The Cave Creek Regional Park protects roughly 3,000 acres of extremely lush Sonoran Desert. The steep and very rocky slopes offer excellent habitat for cacti, desert trees, and many other plants. Wildlife is common at the park. Birdlife is especially abundant, ranging from tiny hummingbirds to hawks. There are excellent trails through Cave Creek Regional Park that range from short and easy to somewhat difficult. The most popular and challenging is the 4.8-mile Go John Trail, which is amenable to hiking, mountain biking and horseback riding. Guided trail rides through the park on horseback are available from late autumn through the spring. Rangers provide a variety of free, guided hikes and activities for visitors of all ages throughout the year.
Cave Creek’s historic Spur Cross Ranch, a former guest ranch was established in the 1920s. It was once a welcoming destination for visitors from all over the world. Today, it’s more than 2,154-acre expanse offers avid outdoors people a gateway into the Tonto National Forest’s scenic network of paths. Several trails from a flat wide path crisscrossing the stream to a hike up into the mountains of Skull Mesa await you. Many of these beautiful trails are open to mountain bikers, horseback riders and hikers. Now a conservation area, Spur Cross contains fascinating archaeology sites and lush riparian areas which include The Jewel of the Creek which can easily be reached by two short loop trails. Towering cottonwood and willow trees along with the unusual year-round presence of water makes this lush riparian area a magnet for plant and animal life. This area is a must see for all wildflower lovers in the spring.

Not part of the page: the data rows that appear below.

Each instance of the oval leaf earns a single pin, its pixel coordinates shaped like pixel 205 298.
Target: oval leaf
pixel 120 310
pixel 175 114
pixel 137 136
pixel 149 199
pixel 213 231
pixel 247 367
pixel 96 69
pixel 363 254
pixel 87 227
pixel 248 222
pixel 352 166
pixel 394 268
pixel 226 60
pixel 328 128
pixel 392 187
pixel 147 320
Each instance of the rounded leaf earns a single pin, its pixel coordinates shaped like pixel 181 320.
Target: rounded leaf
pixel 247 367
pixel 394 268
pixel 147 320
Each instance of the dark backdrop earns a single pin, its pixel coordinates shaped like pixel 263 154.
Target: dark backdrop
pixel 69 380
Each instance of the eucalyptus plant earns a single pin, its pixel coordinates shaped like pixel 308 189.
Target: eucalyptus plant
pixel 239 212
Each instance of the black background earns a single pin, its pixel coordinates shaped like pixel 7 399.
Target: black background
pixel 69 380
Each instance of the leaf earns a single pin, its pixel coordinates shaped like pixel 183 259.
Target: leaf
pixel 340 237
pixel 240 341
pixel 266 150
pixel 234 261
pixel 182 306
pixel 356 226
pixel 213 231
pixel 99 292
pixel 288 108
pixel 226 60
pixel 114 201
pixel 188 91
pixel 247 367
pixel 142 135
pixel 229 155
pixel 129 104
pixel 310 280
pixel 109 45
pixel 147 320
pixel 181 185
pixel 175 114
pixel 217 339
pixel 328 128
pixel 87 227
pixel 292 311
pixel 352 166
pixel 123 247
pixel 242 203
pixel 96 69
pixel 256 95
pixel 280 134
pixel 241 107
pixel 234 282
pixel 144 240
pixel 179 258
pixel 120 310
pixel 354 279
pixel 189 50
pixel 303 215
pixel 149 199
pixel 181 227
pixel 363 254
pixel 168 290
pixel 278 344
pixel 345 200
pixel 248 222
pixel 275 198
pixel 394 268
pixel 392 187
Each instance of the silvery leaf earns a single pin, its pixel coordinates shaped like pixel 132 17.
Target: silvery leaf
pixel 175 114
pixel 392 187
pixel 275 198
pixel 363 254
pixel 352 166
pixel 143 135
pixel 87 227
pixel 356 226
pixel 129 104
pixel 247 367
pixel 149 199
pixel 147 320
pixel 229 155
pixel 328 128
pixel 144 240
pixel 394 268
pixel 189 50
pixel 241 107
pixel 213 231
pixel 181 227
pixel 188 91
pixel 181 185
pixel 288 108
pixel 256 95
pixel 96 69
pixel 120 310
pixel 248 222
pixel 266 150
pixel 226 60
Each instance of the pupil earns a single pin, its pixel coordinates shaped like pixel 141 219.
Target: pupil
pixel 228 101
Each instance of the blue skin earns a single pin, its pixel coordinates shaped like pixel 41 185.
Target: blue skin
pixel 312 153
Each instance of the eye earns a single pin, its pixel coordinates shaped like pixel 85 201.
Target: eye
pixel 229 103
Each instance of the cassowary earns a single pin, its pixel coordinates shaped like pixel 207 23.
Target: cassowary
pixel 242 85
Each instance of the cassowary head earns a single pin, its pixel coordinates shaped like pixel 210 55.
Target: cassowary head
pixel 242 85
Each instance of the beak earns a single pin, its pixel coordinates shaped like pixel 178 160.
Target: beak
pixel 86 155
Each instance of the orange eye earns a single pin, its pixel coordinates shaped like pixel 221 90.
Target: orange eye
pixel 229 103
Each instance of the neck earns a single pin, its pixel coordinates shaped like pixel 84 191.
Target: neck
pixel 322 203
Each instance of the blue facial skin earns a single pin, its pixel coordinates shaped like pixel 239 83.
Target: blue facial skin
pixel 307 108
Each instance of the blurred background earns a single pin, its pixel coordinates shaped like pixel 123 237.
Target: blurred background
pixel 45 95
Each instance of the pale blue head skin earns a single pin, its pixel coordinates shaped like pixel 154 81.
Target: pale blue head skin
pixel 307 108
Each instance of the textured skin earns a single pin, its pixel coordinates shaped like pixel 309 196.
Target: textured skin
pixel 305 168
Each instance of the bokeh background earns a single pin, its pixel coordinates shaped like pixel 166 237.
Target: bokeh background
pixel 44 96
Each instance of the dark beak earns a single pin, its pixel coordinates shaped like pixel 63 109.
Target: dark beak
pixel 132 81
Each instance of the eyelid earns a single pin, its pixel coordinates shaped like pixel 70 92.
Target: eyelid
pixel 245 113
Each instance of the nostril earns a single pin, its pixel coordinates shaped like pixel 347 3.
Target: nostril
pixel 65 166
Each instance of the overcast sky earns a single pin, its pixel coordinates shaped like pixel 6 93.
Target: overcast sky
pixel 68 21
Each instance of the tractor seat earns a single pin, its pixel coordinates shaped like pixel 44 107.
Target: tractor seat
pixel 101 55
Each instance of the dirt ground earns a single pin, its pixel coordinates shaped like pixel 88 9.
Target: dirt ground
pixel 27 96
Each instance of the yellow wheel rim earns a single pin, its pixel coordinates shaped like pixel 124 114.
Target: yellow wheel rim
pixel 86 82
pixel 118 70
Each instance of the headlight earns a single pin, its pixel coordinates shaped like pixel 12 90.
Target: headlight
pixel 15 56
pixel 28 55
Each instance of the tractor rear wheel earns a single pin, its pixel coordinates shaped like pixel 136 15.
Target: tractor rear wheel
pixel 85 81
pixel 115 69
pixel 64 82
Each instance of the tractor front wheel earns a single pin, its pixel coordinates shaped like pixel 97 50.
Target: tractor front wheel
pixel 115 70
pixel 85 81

Desert Awareness Park is a native habitat park right in the heart of Cave Creek. A nature trail with labeled plants, natural history center, a children’s playground, and shade ramadas with grills make this an excellent picnic and play area for families.
The Tonto National Forest features some of the most ruggedly beautiful lands in the country. The cacti of the Sonoran Desert and flatlands lead into the Mogollon Rim highlands.
Perched on a hilltop is Sear-Kay Ruin, a short drive east of Carefree. It contains the masonry remains of a small village built by the Hohokam tribe. A short self-guided hike leads through the ruins. On the way to Sear-Kay the nearby Tonto Hills development is marked by the world’s largest kachina doll. This impressive 40-foot-tall sentry stands guard and is approachable by road. Drive a little further up the road and you will come to Seven Springs Recreation Area, a popular destination since the early 1900’s. Extensive hiking trails lead from the desert floor to changes in higher elevations where you can enjoy a lovely picnic site under large sycamore trees along the creek.
There are so many ways to explore the area and its incredible scenic views. One of the most exciting and unforgettable things to do in Arizona is explore the desert on an ATV (quad) or UTV (side by side). Jeep tours and hot air ballooning are also popular ways to explore the desert.
Horseback rides happen any time of the day, but our personal favorite is witnessing one of Arizona’s beautiful sunsets on the back of a horse.
MacDonald’s Ranch and Windwalker Expeditions welcome you to your horseback adventure.
There are three lakes with swimming, fishing, boating, and water skiing within a half hour drive of Carefree and Cave Creek. Fifteen miles east of Carefree are Bartlett and Horseshoe Lakes. Bartlett has picnic tables with shade and restroom facilities, boat rentals, marina, and a restaurant. About twenty miles west is Lake Pleasant, a large lake with a visitor center, restaurant, two marinas and lots of amenities. The Tonto National Forest borders the area on the north and east with its untouched desert beauty.